Why clustering groups similar data in SciPy - Performance Analysis
We want to understand how the time needed to group similar data grows as we add more data points.
How does the clustering process scale when the dataset gets bigger?
Analyze the time complexity of this clustering example using scipy.
from scipy.cluster.vq import kmeans, vq
import numpy as np
# Create random data points
data = np.random.rand(100, 2)
# Find 3 cluster centers
centroids, _ = kmeans(data, 3)
# Assign each point to a cluster
cluster_labels, _ = vq(data, centroids)
This code finds 3 groups in 100 points and assigns each point to the closest group.

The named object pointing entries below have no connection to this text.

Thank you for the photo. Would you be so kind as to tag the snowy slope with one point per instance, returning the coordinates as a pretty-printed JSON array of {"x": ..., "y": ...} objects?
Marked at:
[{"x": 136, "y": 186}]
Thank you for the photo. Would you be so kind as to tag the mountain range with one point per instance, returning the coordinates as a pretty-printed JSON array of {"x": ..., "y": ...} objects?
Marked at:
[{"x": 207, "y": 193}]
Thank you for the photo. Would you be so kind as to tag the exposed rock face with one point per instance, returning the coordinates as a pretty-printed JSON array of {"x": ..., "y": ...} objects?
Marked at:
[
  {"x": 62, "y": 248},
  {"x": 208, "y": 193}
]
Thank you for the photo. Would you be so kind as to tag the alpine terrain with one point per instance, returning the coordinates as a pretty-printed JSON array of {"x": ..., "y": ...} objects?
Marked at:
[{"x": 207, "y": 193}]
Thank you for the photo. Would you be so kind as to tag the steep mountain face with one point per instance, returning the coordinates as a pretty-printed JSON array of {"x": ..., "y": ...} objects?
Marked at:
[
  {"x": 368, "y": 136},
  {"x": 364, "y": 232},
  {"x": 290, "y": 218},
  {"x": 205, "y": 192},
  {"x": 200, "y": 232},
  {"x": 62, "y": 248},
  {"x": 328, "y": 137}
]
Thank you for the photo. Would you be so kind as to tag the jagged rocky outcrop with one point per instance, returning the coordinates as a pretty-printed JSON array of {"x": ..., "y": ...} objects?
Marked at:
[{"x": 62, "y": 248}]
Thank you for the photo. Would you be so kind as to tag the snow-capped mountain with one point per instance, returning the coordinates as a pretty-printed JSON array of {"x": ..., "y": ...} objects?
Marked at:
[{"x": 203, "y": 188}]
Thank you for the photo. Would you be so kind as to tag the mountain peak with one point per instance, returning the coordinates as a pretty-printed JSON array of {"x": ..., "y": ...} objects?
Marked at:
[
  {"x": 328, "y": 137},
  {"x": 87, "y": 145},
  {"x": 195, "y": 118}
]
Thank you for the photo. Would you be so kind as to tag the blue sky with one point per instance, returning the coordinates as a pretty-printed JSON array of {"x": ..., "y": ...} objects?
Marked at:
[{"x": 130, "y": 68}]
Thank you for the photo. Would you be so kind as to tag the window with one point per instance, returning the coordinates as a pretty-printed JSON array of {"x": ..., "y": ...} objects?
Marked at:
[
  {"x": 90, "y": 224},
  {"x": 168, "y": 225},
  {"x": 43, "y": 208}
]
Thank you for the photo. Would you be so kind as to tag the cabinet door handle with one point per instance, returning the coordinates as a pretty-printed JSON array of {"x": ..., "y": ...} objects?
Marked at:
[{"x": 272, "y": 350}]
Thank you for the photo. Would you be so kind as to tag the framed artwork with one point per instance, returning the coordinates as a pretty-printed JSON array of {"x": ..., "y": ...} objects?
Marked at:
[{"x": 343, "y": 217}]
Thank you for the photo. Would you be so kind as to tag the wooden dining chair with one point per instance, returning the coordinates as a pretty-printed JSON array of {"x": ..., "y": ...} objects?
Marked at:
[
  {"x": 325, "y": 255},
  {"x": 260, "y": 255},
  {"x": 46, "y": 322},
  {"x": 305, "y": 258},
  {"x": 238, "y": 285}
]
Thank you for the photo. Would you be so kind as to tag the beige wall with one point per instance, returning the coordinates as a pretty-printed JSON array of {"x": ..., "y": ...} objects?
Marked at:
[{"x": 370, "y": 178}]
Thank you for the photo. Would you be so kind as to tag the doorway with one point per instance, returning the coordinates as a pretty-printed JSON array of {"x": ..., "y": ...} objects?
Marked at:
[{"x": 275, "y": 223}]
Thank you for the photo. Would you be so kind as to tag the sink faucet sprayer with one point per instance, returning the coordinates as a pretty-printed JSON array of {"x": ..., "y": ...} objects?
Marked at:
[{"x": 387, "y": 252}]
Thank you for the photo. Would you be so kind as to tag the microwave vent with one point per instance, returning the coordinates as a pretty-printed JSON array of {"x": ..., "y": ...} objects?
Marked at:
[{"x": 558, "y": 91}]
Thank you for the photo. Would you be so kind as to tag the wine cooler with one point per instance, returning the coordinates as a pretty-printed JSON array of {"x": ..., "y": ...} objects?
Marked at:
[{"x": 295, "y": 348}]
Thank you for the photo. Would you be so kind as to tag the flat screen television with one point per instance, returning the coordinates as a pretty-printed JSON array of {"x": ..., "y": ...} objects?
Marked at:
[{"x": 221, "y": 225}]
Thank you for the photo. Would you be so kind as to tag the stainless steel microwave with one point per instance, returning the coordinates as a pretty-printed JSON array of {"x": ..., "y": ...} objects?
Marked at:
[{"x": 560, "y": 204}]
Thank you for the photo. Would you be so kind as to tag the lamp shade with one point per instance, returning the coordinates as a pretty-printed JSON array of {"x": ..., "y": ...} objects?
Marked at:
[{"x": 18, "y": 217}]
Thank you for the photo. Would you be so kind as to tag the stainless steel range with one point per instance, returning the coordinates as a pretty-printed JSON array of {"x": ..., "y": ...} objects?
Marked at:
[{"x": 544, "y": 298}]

Look at what repeats as data grows:
- Primary operation: Calculating distance from each point to each cluster center.
- How many times: For each of the n points, distances to k centers are computed.
As we add more points, the number of distance checks grows.
| Input Size (n) | Approx. Operations (distance checks) |
|---|---|
| 10 | 10 x 3 = 30 |
| 100 | 100 x 3 = 300 |
| 1000 | 1000 x 3 = 3000 |
Pattern observation: Operations grow directly with the number of points.
Time Complexity: O(n)
This means the time to assign points to clusters grows in a straight line as we add more points.
[X] Wrong: "Clustering time grows with the square of the number of points because all points compare to each other."
[OK] Correct: Here, each point only compares to a fixed number of cluster centers, not all other points.
Understanding how clustering scales helps you explain your approach clearly and shows you know what affects performance in real tasks.
"What if the number of clusters k also grows with the number of points n? How would the time complexity change?"